Actually, I haven't read the report itself yet. It's called "Broadcast Newswriters Speak About News Quality," and it comes from the Writers Guild of America, East (WGAE), and I can't help feeling that it will be just too depressing. But I have read the Daily Kos diary about the report by WGAE's Michael Winship.
I'll be surprised if the summary of Michael Winship's diary doesn't make you want to read the whole thing (and then the whole report):
It's a fact: Media conglomerates' labor practices are harming the quality of TV and radio news.
A CBS television newswriter says: "We take a lot of stuff from 'Entertainment Tonight.' We watch it at 6:30 and decide what to use."
Most Americans still get their news from "old media" like newspapers, TV and radio. There's concern about how Rupert Murdoch will gut the Wall St. Journal when he gets his hands on it. MSNBC Anchor Mika Brzezinski recently tried to burn a script on air in frustration over being asked to lead the day’s news with a story about Paris Hilton rather than Richard Lugar’s declaration that Bush’s Iraq strategy is failing. Who can we trust to tell us what's really going on? Now, a new study of broadcast journalists from the Writers Guild of America, East (WGAE) gives an inside look at how the media conglomerates are destroying broadcast news quality with the same tactics other big companies are using against their workers.
Want more? Winship poses the question: "Can you believe what you see on CBS?"

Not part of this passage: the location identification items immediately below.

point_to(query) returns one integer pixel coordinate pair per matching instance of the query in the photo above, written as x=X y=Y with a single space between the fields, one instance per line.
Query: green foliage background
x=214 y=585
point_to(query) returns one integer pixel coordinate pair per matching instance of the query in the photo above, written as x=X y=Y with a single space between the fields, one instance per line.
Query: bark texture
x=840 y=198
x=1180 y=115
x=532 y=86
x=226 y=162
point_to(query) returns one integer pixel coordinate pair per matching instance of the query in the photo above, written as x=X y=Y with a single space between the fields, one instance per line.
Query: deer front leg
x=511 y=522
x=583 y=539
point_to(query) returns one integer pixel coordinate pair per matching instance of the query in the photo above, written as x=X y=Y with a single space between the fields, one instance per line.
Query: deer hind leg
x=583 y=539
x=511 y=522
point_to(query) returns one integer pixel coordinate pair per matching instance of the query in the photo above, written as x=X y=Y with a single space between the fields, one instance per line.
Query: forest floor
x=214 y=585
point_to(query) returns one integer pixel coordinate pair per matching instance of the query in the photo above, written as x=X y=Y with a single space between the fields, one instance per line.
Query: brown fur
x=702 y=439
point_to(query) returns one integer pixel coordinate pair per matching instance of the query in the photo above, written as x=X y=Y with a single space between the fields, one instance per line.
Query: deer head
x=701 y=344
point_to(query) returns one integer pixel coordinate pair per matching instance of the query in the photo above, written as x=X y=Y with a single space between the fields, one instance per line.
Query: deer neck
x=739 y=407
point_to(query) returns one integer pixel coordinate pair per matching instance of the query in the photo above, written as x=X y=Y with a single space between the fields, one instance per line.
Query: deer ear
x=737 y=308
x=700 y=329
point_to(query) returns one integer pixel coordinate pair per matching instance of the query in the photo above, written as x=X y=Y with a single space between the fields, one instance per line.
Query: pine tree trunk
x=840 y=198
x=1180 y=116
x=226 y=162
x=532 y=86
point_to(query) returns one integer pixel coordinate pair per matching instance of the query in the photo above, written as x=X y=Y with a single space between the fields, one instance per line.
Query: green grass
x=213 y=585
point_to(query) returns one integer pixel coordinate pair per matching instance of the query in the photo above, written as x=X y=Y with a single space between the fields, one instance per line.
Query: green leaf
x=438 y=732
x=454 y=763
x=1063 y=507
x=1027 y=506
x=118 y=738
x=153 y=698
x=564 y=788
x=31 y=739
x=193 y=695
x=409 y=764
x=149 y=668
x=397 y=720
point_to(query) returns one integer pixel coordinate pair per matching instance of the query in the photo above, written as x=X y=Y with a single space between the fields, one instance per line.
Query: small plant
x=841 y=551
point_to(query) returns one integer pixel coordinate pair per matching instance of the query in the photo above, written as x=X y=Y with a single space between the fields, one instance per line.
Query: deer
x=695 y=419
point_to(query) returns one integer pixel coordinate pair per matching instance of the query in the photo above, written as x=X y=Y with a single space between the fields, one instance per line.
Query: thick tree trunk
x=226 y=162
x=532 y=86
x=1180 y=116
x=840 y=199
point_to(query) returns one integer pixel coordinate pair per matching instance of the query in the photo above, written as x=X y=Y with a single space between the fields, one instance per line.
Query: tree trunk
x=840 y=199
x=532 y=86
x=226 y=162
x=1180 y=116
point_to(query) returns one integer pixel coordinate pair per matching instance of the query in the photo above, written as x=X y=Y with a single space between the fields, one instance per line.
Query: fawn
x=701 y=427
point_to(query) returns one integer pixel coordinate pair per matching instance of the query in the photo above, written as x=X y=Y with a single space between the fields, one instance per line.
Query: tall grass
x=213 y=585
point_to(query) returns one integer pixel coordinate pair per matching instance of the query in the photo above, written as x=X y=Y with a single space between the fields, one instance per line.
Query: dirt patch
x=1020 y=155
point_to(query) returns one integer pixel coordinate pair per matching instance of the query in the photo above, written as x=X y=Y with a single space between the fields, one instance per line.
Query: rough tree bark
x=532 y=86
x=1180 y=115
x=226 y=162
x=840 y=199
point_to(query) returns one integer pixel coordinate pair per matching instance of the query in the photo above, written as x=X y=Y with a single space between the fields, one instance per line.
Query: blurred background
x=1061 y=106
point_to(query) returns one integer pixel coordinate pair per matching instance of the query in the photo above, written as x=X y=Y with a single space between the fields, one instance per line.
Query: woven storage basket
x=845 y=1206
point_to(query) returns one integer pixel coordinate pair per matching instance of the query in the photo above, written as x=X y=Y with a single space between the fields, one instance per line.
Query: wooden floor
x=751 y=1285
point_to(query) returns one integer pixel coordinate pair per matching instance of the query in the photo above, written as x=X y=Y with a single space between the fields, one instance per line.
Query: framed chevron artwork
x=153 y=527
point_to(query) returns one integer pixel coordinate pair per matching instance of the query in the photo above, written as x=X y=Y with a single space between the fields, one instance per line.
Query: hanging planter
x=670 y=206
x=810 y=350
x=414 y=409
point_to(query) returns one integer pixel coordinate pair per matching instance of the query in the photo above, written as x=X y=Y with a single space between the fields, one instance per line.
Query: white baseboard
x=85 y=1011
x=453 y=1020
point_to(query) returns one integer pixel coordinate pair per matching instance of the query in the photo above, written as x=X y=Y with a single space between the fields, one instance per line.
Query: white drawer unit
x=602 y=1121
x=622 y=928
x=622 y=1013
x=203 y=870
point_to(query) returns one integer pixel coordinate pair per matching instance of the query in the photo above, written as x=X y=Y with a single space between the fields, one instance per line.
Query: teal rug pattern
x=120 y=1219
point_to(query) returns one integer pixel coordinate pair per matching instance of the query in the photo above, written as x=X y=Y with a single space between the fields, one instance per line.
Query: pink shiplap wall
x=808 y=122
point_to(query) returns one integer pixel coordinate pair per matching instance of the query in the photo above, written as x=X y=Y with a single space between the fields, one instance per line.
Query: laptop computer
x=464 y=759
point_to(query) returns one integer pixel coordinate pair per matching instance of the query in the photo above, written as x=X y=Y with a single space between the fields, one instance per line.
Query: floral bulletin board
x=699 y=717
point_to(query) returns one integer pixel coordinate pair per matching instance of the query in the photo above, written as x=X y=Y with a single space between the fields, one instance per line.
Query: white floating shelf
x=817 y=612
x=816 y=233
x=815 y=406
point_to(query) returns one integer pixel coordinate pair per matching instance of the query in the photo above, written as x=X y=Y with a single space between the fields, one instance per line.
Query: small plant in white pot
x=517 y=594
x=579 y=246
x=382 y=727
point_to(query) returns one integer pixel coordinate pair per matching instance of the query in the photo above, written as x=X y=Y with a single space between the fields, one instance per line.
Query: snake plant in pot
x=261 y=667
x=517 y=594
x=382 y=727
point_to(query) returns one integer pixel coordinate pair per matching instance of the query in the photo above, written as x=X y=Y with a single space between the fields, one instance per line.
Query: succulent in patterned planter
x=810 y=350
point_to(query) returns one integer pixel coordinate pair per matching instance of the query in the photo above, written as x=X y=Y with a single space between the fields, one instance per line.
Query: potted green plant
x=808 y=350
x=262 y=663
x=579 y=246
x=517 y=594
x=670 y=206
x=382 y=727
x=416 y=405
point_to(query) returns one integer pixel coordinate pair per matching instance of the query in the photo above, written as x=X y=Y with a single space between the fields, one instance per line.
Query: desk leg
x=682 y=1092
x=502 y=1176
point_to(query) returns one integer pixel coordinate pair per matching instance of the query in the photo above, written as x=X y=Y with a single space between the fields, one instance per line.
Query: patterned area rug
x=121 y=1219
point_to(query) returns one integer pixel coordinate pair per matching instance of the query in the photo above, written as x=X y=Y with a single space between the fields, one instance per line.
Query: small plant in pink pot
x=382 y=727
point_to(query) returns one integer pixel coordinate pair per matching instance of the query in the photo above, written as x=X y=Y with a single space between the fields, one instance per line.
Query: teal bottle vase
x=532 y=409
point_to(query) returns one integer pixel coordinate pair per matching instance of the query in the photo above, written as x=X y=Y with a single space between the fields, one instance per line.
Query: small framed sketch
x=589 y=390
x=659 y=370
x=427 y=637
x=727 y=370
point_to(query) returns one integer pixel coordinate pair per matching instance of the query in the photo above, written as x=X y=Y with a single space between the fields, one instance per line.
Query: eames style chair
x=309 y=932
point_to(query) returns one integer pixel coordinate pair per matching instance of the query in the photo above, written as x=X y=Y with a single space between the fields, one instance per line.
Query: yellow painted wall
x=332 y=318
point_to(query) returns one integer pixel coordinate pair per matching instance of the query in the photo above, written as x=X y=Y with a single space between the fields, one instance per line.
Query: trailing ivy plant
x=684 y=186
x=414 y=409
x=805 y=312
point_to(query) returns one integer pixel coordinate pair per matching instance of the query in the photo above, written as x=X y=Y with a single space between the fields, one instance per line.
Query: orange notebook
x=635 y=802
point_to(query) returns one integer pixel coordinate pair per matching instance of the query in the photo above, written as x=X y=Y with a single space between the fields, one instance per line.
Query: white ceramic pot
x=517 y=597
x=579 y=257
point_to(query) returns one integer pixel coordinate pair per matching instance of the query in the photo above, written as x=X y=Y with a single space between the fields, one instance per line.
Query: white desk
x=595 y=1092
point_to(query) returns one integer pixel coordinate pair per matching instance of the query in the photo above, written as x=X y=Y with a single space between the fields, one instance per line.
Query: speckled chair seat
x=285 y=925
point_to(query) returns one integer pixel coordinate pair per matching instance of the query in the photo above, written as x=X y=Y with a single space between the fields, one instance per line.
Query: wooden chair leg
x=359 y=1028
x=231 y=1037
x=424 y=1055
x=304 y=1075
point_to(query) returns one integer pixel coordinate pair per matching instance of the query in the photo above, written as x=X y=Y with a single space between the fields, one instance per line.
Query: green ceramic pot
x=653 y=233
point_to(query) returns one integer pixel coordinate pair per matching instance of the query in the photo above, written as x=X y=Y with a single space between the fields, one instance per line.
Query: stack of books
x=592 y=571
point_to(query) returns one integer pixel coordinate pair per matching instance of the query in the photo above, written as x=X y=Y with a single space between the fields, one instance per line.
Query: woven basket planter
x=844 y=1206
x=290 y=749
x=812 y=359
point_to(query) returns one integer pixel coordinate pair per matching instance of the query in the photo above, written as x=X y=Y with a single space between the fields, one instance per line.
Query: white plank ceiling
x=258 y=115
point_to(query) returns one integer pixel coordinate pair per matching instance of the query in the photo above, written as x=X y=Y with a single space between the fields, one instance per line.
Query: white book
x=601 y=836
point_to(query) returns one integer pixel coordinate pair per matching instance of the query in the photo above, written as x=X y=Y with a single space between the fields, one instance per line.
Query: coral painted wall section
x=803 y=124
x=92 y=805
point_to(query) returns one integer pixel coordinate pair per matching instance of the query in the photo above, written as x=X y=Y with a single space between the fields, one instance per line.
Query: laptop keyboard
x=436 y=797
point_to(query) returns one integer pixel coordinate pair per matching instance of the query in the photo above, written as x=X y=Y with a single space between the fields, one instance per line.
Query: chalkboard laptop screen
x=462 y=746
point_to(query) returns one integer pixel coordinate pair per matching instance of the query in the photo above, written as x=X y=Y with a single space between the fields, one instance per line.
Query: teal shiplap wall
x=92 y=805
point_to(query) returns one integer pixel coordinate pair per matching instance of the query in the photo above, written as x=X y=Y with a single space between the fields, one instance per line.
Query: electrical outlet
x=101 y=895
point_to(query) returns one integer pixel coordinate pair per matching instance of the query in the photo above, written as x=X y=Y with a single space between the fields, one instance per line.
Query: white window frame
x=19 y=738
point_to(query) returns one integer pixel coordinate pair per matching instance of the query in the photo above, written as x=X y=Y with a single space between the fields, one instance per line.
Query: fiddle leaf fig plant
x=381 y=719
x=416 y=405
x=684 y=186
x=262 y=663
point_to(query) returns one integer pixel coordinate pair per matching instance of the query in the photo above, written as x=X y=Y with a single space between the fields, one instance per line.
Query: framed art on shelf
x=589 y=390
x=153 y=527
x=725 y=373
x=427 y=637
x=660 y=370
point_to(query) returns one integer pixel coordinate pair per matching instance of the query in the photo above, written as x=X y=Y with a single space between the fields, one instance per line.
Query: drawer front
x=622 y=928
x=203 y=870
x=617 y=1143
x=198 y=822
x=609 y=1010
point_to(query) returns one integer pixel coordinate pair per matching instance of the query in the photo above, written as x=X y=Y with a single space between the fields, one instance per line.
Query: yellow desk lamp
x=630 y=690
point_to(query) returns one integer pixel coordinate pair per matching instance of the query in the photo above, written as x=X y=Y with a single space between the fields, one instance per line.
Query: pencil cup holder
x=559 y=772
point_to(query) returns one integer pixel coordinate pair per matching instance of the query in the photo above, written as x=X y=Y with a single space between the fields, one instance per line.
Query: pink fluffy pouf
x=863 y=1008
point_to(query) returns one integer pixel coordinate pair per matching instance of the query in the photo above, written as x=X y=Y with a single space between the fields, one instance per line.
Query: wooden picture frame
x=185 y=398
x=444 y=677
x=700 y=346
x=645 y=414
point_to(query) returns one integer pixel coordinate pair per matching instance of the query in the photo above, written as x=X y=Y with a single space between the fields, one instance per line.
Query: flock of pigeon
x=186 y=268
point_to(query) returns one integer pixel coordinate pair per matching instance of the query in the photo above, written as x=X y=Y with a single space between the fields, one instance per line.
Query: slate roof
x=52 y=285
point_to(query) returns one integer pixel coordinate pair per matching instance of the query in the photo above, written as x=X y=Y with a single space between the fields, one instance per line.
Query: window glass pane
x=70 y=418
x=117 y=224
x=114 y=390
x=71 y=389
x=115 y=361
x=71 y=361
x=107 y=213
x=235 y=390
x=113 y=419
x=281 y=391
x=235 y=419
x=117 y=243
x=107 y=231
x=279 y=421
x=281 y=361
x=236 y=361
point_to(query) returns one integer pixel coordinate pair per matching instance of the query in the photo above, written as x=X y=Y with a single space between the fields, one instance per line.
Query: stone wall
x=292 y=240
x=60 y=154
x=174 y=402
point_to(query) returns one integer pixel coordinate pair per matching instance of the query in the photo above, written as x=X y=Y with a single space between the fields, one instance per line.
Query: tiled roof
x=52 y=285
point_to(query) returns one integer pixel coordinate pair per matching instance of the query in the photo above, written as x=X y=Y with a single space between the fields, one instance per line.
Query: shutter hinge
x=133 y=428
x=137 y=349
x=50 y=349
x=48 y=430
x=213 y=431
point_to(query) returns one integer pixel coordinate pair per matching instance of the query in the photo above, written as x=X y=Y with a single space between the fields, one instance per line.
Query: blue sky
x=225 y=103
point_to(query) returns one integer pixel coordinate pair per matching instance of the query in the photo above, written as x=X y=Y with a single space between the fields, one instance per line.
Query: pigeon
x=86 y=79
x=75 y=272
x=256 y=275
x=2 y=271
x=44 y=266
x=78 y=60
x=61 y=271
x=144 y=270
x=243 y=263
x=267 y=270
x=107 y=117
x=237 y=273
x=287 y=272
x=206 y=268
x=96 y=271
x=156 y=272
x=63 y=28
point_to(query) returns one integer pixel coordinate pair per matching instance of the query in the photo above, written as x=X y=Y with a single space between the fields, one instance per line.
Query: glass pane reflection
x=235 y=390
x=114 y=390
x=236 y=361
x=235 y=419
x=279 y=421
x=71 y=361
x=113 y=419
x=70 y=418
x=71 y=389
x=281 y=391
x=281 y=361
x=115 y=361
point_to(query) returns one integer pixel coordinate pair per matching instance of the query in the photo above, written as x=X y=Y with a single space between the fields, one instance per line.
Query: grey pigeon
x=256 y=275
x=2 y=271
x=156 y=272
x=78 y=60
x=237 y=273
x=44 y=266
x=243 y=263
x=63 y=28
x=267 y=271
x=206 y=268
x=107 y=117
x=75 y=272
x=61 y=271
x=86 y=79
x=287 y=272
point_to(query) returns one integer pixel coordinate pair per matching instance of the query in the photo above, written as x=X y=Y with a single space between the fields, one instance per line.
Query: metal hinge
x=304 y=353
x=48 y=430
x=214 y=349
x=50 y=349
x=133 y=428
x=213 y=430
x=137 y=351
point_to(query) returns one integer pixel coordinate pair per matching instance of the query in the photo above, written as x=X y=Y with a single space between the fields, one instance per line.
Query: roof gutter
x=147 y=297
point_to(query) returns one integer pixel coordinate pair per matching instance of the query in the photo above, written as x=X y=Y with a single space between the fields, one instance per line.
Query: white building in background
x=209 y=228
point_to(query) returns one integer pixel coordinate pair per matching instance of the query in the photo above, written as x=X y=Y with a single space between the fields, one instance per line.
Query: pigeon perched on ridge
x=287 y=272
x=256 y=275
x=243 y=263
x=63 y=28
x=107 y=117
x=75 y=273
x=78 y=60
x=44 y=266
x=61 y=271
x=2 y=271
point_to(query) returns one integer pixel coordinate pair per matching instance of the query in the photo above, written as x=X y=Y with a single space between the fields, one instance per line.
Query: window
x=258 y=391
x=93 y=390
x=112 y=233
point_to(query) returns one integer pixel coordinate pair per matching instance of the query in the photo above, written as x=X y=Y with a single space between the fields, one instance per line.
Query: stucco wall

A recent article in New York Magazine about Katie Couric noted that CBS' Evening News budget was cut almost in half from 1991 to 2000 ($65 million to $35 million). CBS has cut the number of full-time news staff by about 60% since 1980, replacing many of them with temps and part-timers. In 1989, CBS network television news employed 28 researchers; by 1999, those positions were all gone. But what do these staff cuts mean to the public? Half the WGA members reported that at least several times a week, they use no more than a single website to check the accuracy of stories. I wonder how often that single website is Wikipedia. Some WGA members work "off the clock" to ensure that they are up-to-date on news developments and that facts are properly checked. Members tell lots of stories about how management pressures them for more fluff, more often. In fact 49% of all WGA members responding to the survey said that hard news stories were bumped for fluff or puff at least once a day. For local news outlets, that number went up to 57%.